Earlier this year in the week of January 23 the GREAT School on the Science and Techniques of Gaia, organized by the GREAT Initial Training Network, was held at the Lorentz Center in Leiden. The school was intended for the ITN PhD students, most of whom had just started their PhD research, and a number of students from outside the network were also invited. The school consisted of morning lectures, treating the major Gaia science topics that are covered by the GREAT ITN, and afternoon exercises aimed at giving the students a flavour of what it will be like to work with the huge Gaia catalogue.
The exercises consisted of exploring various aspects of the simulated data contained in the Gaia Universe Model Snapshot version 10 (described here). The students worked in groups on exercises which involved interrogating the GUMS data set in order to research various aspects of the structure and dynamics of the Milky Way. GUMS contains 1.6 billion stars and represents a non-trivial data set to work with. For these exercises the students used a custom developed Java framework based on Hadoop, provided to them on a virtual machine (containing a small subset of the GUMS data set) which they installed on their notebooks. The virtual machine and Hadoop framework were prepared by Daniel Tapiador and William O'Mullane at ESAC.
For the exercise groups that managed to get their code working quickly there was the opportunity to run the code against the full GUMS data set which was stored in 'the cloud' at Amazon. This provided a taste of the future possibility of 'bringing the processing to the data'.
The pictures above show the results obtained by the students:
- Figure 1. The distribution of stars near the sun in the space of U and V velocities
- Figure 2. The distribution of stars in energy and angular momentum, showing prominently the disk (red colours) and halo (blue cloud of points) of the Milky Way.
- Figure 3. The colour magnitude diagram for a field toward the Galactic pole. The diagram includes the effects of extinction (in the colour only) and was obtained by running the Hadoop code on Amazon.
- Figure 4. All sky star count map for O, B, and A stars, illustrating that these types of stars are confined mostly to the Milky Way's disk.
- Figure 5. Star counts for stars within 2.5 kpc from the sun. The 'holes' in the star count maps are artefacts of the small GUMS subset used to produce the diagrams.
- Figure 6. Stellar density as a function of height above the Galactic plane. Also in this case the full GUMS data set on Amazon was used.

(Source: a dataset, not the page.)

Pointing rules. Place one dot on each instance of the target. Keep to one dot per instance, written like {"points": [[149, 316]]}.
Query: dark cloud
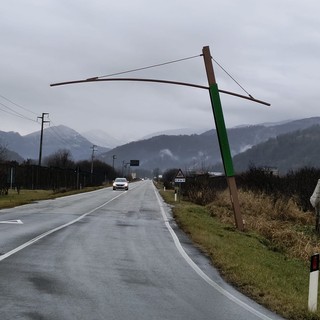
{"points": [[271, 48]]}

- Figure 7. The V-component of the space velocity of stars plotted as a function of [Fe/H] for stars near the sun. The diagram shows the disk stars at high [Fe/H] and V values and the halo at low values of [Fe/H] and V.
- Figure 8. The W-component of the space velocity of stars near the sun as a function of age, showing the well known increase of the vertical velocity dispersion with age.
- Figure 9. Stellar density in the Galactic plane. This shows the expected reach of Gaia and the effects of high extinction regions (the 'spokes' radiating out from the position of the sun). This result was also obtained from the full GUMS data set in the cloud. See also this picture of the week.
- Figure 10. The average heliocentric radial velocity of stars within 2.5 kpc from the Sun, showing where the asymmetric distribution is due to a combination of asymmetric drift and the sun's motion with respect to the Local Standard of Rest. This effect is also seen clearly the RAVE survey data. Also this last diagram was obtained from the GUMS data set in the cloud.